The analysis of MAGs involved two steps. First, taxonomic annotation of MAG sequences was obtained using the CAT/BAT tool (see Supplementary Table S3). A unified multiple alignment and a phylogenetic tree (also using the CheckM tool) were constructed using MAGs sequences and expanded Human Oral Microbiome Database (eHOMD) bacterial genomes [44] to verify the taxonomic annotation. The nearest neighbor MAGs were determined and further used for constructing a combined phylogenetic tree (Figure 5).
According to this analysis, Haemophilus spp., Veilonella spp., and Neisseria spp. bacteria are common in all the analyzed groups. The sample from the Control group is characterized by the presence of unique MAGs close to such bacteria as Streptococcus sanguinis, Fusobacterium nucleatum, and Prevotella pleuritis. Bacteria close to Lautopia mirabilis, Prevotella loescheii, and Prevotella nigrescens were present in the CP MAG group. Bacteria close to Alloprevotella sp. HMT 473, Corynebacterium matruchotii, Prevotella intermedia, Porphyromonas pasteri, and Saccharibacteria (TM7) [G-1] HMT-952 were present in the CPT2DM MAG group only. Meanwhile, MAGs close to Porphyromonas gingivalis and Bacteroidales [G-2] HMT-274, as well as Treponema spp. (while maintaining species differences), are common for the CP and CPT2DM groups. Therefore, the taxonomic representation in control subjects differs from that in both groups of patients with periodontitis. Bacteroidetes and Spirochaetes spp. MAGs were found in both groups of periodontitis patients, whereas unique MAGs can also be distinguished between these groups.

4. Discussion

Chronic periodontitis (CP) and type 2 diabetes mellitus (T2DM) are widespread multifactorial diseases, which are evidently interrelated [47]. T2DM is one of the main risk factors for the development of periodontitis, while periodontitis severity can affect glycemic control and complications in patients with diabetes (impaired tissue repair capacity being among the reasons for that) [47,48]. Therefore, treatment of periodontitis is considered to be among the beneficial approaches of diabetes therapy [49,50,51]. The consortia of oral bacteria form fairly stable communities [52]. Even in healthy people, the microbial composition of different parts of the oral cavity has its individual characteristics [8].
The disturbances in the gut microbiota have been found to be interrelated with an increased incidence of type 2 diabetes mellitus. Thus, a reduced ratio of bacterial types Bacteroidetes/Furmicutes and a significant reduction in the content of some functionally important bacteria (e.g., Bifidobacterium) in the gut of patients with type 2 diabetes mellitus have been revealed [53]. The development of type 2 diabetes mellitus in humans was reported to be associated with a lower abundance of butyrate-producing bacterial species and increased abundance of Lactobacilla [54,55]. An increased number of some endotoxin-producing Gram-negative bacteria was noted [54,56,57], which alters the energy metabolism of the host and enhances inflammation response [54,58,59]. Disturbances in energy homeostasis lead to hyperglycemia and hyperlipidemia, which can trigger obesity and, ultimately, insulin resistance [60]. It should also be considered that host genetics affect the profile of the gut microbiome, thus ensuring the resilience of this ecosystem [61].

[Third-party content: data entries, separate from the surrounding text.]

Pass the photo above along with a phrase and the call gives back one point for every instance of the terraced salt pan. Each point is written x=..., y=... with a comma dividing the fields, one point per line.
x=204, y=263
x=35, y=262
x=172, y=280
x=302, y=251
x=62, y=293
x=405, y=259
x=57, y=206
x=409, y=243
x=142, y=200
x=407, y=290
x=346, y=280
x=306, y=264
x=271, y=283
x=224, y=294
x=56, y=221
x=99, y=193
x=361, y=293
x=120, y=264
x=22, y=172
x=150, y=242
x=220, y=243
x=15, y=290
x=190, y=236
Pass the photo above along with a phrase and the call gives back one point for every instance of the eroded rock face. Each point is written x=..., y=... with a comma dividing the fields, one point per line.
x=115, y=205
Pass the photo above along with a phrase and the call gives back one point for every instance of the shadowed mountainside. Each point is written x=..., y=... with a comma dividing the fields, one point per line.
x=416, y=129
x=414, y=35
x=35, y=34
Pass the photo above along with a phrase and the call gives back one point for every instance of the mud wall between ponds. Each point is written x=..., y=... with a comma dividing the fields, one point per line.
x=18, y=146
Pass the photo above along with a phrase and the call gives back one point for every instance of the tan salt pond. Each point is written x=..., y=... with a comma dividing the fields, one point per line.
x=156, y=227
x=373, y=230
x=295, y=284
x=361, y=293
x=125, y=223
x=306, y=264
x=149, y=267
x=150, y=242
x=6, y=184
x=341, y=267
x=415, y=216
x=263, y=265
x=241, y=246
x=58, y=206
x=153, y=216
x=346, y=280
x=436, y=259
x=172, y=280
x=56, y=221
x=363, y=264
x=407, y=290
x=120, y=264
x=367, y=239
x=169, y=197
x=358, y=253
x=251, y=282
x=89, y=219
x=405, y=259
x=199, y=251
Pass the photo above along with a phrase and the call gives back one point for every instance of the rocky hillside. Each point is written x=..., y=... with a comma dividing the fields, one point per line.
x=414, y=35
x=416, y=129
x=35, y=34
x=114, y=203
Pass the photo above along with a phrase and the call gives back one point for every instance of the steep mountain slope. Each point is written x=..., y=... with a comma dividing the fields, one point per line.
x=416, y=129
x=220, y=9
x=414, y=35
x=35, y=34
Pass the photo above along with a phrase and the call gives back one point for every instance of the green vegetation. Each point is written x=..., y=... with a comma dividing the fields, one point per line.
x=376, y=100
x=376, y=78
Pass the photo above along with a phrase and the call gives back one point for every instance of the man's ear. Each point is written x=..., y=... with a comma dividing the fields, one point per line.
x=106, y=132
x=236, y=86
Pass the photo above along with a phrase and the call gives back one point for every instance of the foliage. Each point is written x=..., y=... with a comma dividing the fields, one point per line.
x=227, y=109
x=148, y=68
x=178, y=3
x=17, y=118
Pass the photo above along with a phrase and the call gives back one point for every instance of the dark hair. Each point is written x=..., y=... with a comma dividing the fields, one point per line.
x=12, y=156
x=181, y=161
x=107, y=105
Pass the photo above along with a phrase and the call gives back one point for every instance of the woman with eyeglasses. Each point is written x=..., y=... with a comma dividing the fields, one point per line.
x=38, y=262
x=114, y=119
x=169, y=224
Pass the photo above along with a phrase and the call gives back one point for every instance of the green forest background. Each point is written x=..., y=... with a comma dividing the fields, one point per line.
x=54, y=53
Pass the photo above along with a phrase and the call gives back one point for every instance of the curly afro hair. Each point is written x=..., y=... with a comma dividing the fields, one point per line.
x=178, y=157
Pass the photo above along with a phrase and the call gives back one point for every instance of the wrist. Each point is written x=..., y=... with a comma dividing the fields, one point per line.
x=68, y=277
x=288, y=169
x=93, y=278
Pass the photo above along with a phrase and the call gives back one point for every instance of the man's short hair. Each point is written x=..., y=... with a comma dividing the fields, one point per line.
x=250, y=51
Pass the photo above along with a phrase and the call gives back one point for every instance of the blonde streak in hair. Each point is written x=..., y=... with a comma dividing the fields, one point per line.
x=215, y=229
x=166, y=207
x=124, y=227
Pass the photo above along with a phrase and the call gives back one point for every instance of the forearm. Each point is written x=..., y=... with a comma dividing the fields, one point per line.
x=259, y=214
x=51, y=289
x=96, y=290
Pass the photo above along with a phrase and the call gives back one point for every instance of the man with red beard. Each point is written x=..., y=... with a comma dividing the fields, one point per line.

Much less is known about the relationship between the oral microbiome and type 2 diabetes mellitus, although one of the leading mechanisms of the influence of periodontal pathogens on the development and course of diabetes mellitus is associated with the inclusion of these bacteria in the gut microflora [23]. For example, experimental injection of P. gingivalis into the oral cavity led to gut colonization with this periodontopathogen that affects glucose metabolism [62,63] by increasing expression of the G6pc gene, which positively regulates gluconeogenesis and increases glucose level [64].
Nonetheless, it is still not exactly clear which oral microorganisms are susceptible to developing diabetes and how exactly diabetes affects them. Griffen et al. [65] described 25 taxa, including six bacterial genera (Neisseria, Streptococcus, Haemophilus, and Pseudomonas being among them) whose relative abundance in the oral microbiota differed for patients with T2DM and the control groups. According to previously published [21] and [66], the changes in oral microbiota in patients with T2DM and periodontitis depend both on the glycemic status and stage of the periodontal disease. However, it is still enigmatic which of these factors had the main impact. Wolcott et al. [67] inferred that the observed changes in the subgingival microbiome associated with T2DM and periodontitis are potentially caused by metabolic and immune dysregulation of the host.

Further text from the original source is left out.